Based on the presented case, the use of a thrombopoietin receptor agonist also seems to be a good therapeutic alternative [4], although the long-term effects of such treatment are not yet known.
Thrombocytopenia in the course of leukemias, lymphomas with bone marrow involvement and in metastases of solid tumors to the bone marrow are usually caused by the displacement of the platelet-forming system from the bone marrow by the proliferative process. Due to the complexity of the disease and treatment process, it can also take on a different character. Since the definition of post-transfusion thrombocytopenia in 1961, it has been only a rarely reported post-transfusion complication [1]. In a case of post-transfusion thrombocytopenia, it is recommended to extend the diagnostics:
- determination of platelet antigens from HPA-1 system using molecular biology methods;
- determination of HLA class I antigens locus A and B for selection of platelet concentrate;
- expanding diagnostics by testing anti-HLA antibodies in lymphocytotoxic test in order to determine/modify method of selecting platelet concentrate donors.

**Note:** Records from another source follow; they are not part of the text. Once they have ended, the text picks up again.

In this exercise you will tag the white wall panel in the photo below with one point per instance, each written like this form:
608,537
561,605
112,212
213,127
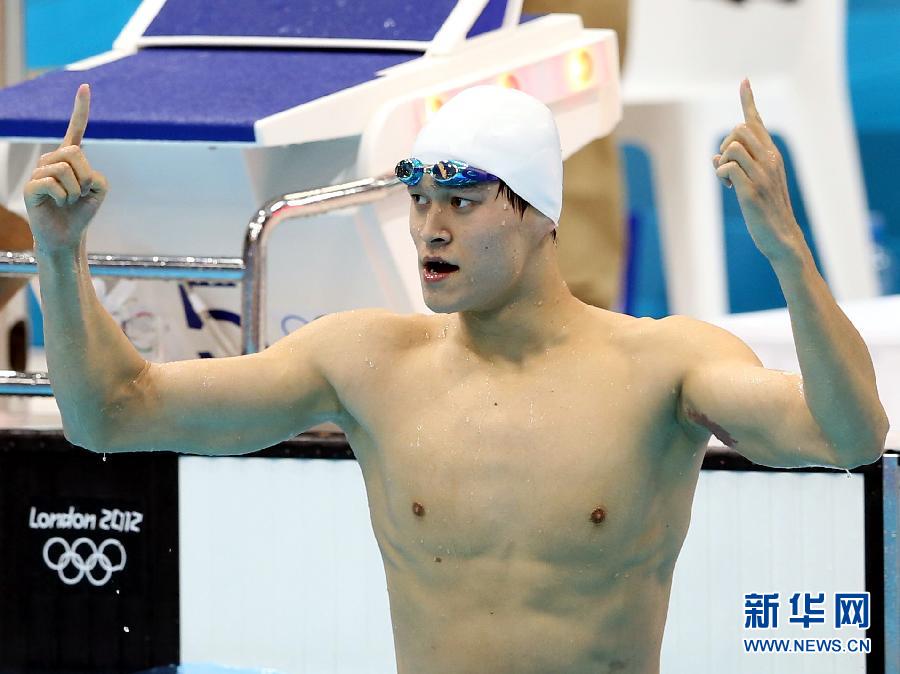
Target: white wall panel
280,568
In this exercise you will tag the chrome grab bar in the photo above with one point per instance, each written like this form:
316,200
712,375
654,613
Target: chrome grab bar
249,269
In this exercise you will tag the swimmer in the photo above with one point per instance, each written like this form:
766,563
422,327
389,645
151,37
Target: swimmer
530,461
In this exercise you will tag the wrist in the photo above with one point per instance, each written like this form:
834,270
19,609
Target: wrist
59,251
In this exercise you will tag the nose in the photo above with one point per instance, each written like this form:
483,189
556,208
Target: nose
434,230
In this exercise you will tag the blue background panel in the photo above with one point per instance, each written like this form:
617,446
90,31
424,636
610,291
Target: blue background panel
197,94
58,32
368,20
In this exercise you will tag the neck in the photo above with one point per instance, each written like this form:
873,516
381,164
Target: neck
535,318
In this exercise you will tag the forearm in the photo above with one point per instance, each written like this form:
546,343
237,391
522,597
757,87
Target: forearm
838,375
91,361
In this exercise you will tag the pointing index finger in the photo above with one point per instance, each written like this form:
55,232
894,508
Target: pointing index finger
751,114
78,121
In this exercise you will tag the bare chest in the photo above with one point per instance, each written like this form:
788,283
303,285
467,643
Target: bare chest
560,465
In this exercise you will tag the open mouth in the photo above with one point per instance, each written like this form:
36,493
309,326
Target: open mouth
436,269
440,267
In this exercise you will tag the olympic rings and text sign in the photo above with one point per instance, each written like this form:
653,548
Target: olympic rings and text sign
85,559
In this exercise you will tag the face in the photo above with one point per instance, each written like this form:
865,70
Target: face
473,247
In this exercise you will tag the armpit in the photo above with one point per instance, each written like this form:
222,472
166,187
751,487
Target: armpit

- Transfusion recommendations:
- transfused platelets from donors from registry selected on basis of compatibility in platelet antigens in HPA-1a system and HLA class I antigens locus A and B between donor and recipient;
- transfuse leukocyte-depleted blood components [5].
Authors’ contributions
ED — sole author.
Conflict of interest
The author declares no conflict of interest.
Financial support
None.
Ethics
The work described in this article has been carried out in accordance with The Code of Ethics of the World Medical Association (Declaration of Helsinki) for experiments involving humans; EU Directive 2010/63/EU for animal experiments and uniform requirements for manuscripts submitted to biomedical journals.